Bacteria-infecting viruses. The lytic and lysogenic cycles.
Even bacteria can get a virus! The viruses that infect bacteria are called bacteriophages, and certain bacteriophages have been studied in detail in the lab (making them some of the viruses we understand best).
In this articles, we'll take a look at two different cycles that bacteriophages may use to infect their bacterial hosts:
- The lytic cycle: The phage infects a bacterium, hijacks the bacterium to make lots of phages, and then kills the cell by making it explode (lyse).
- The lysogenic cycle: The phage infects a bacterium and inserts its DNA into the bacterial chromosome, allowing the phage DNA (now called a prophage) to be copied and passed on along with the cell's own DNA.

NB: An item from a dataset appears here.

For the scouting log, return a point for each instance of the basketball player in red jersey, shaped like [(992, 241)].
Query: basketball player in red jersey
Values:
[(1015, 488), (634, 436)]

Let's take a closer look at each of these cycles.
A bacteriophage is a virus that infects bacteria
A bacteriophage, or phage for short, is a virus that infects bacteria. Like other types of viruses, bacteriophages vary a lot in their shape and genetic material.
- Phage genomes can consist of either DNA or RNA, and can contain as few as four genes or as many as several hundred
- The capsid of a bacteriophage can be icosahedral, filamentous, or head-tail in shape. The head-tail structure seems to be unique to phages and their close relatives (and is not found in eukaryotic viruses)
Bacteriophages, just like other viruses, must infect a host cell in order to reproduce. The steps that make up the infection process are collectively called the lifecycle of the phage.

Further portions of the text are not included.